2. I will feed him only organic meats and milk. I'm not going to say this is all he will ever eat but I will try. There is just too much crap in milk and meats these days. Organic fruits and veggies aren't that important but I will feed him these as much as I can also.
3. He will not drink soda.
4. He will not eat candy until he is older. I know I can't keep it from him forever but I am going to try. I don't want him to be one of those kids screaming for candy at the check out stand or getting cavities filled when they are 2.
5. He will know who God is and we will pray together. I will take him to church when I go.
6. If he is bad and we are supposed to do something fun that day, he WILL NOT go. There will be no rewards for him being bad. No matter what it is.
7. He will go to the dentist regularly.

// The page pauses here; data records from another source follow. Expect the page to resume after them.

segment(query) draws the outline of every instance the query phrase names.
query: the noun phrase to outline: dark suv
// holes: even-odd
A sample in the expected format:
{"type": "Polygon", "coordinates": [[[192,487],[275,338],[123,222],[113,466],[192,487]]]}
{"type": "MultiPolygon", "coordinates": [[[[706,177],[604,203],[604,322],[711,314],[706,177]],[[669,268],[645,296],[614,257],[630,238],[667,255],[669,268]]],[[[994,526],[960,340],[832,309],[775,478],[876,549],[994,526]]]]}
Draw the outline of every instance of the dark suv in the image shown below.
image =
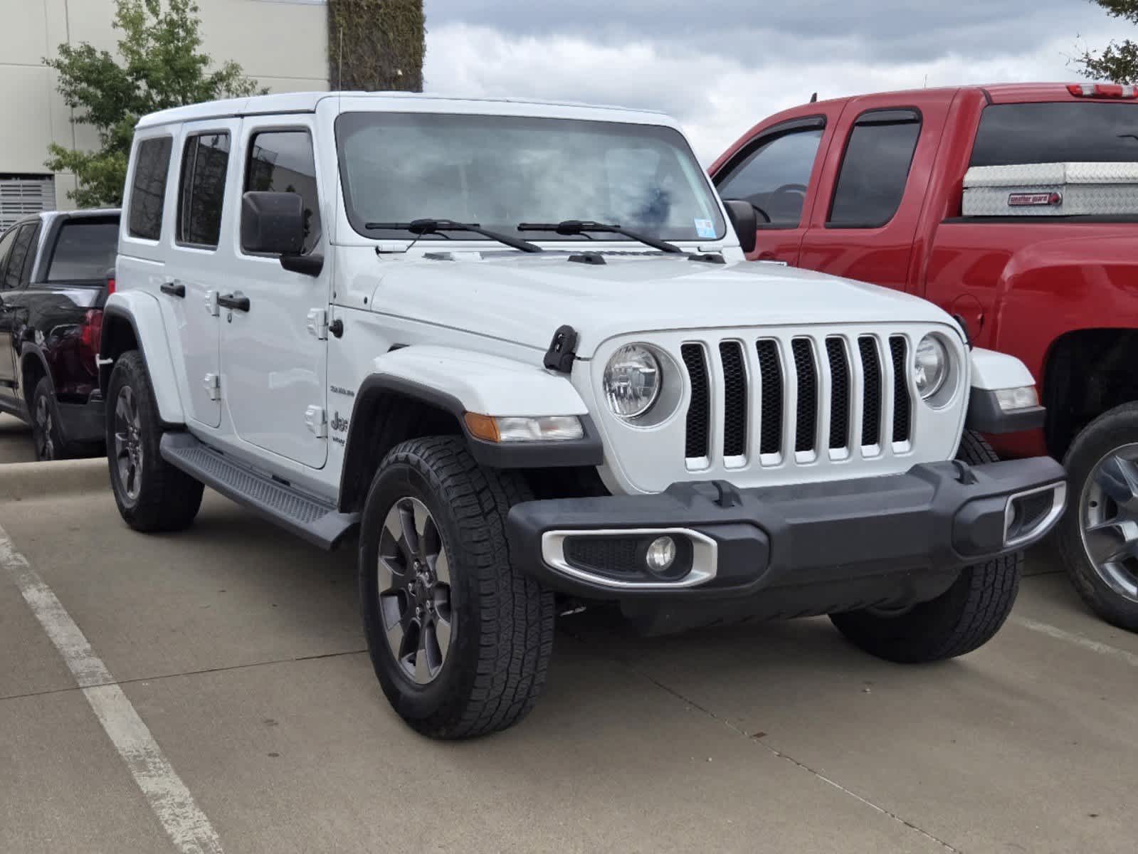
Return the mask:
{"type": "Polygon", "coordinates": [[[41,213],[0,235],[0,412],[32,426],[41,460],[104,453],[102,305],[118,211],[41,213]]]}

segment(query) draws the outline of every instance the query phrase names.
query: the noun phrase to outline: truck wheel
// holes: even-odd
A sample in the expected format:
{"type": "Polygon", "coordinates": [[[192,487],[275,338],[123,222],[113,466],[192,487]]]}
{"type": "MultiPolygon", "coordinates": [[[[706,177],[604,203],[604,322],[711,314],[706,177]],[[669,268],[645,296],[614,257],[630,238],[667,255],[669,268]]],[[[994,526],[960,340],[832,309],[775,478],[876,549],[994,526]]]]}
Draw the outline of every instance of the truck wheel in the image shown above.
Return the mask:
{"type": "Polygon", "coordinates": [[[1071,506],[1058,540],[1067,575],[1098,616],[1138,631],[1138,403],[1091,421],[1064,465],[1071,506]]]}
{"type": "MultiPolygon", "coordinates": [[[[960,438],[956,458],[973,465],[999,458],[972,432],[960,438]]],[[[953,586],[935,599],[899,614],[880,609],[831,614],[838,630],[879,658],[902,664],[955,658],[979,649],[1004,625],[1020,590],[1023,552],[966,566],[953,586]]]]}
{"type": "Polygon", "coordinates": [[[181,531],[201,506],[201,484],[162,459],[162,434],[142,354],[123,353],[107,387],[107,461],[118,512],[135,531],[181,531]]]}
{"type": "Polygon", "coordinates": [[[360,531],[372,666],[395,711],[434,738],[503,730],[533,707],[553,650],[553,593],[511,564],[516,475],[434,436],[387,454],[360,531]]]}
{"type": "Polygon", "coordinates": [[[48,377],[41,377],[32,392],[32,444],[38,460],[65,460],[71,455],[59,433],[59,409],[48,377]]]}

You only have one set of teeth and I don't want him to be scared of the dentist.
8. He will know how important it is to get an education. I will use my family as an example.
9. I will not buy him a car and he will pay his own insurance.
10. He will get a job when he is 16.
11. He will know how to put on a condom and our family will be open about sex. I will use my family as an example of what can happen when you have unprotected sex.
12. He will be doing chores all his life. None of this cleaning up after him while he plays.
13. Video game and TV time will be limited. He will play outside most of the time.
14. Each Christmas he will go through his room and pick several toys to donate to charity. There is no sense having so many toys.

Most of these I have come up with by watching other parents and learning from their mistakes.

Saturday, January 1, 2011

Just for fun pregnancy survey.

Name? Tiffany
Age? 30 (yikes!)
Height? 5'4"
Pre-pregnancy weight? 224
About The Father: you should be jealous he is not your baby's daddy!
Name? P
Age? 29
Height? 5"11"
Are you still together? DUH!
About Your Pregnancy:
Is this your first pregnancy? yep.
When did you find out you were pregnant? memorial day weekend.
Was it planned? no, but we were letting God decide when the time was right for us.
What was your first reaction? I didn't believe it. I had to take another one the next morning to be sure. I still didn't really believe it until I got an official test at the doctors office.
Who was with you when you found out? P. I was alone at the doctors office.
Who was the first person you told? My big sister K
How did your parents react? VERY excited.
How far along are you? 36 weeks!
What was your first symptom? NAUSEA! That is what made me take a test.
What is your due date? 1/29/11
Do you know the sex of the baby? Yes
If so, what is it? a boy!!
Have you picked out names? yes. we had them picked before we got married.
If so, what are they? Cash Jacob (Zoe Elizabeth if it were a girl)
How much weight have you gained? 33 pounds so far.
Do you have stretch marks? actually I do! I didn't think I could get anymore!
Have you felt the baby move? yes, and it is amazing every time!
Have you heard the heartbeat? lots of times.
About the birth:Home or hospital birth? hospital
Natural or medicated birth? MEDICATED!
Who will be in the delivery room with you? P, my big and little sister.
Will you breastfeed? I'm going to do my darndest.
Do you think you'll need a c-section? Nah. I really hope I don't.
Will you cry when you hold the baby for the first time? Probobly. I am a crier.
What's the first thing you might say to him/her? I will probobly say hi!
Would you let someone videotape the birth? No, I don't want to see that later.
Are you excited about the birth, or scared? Very excited and nervous about the pain.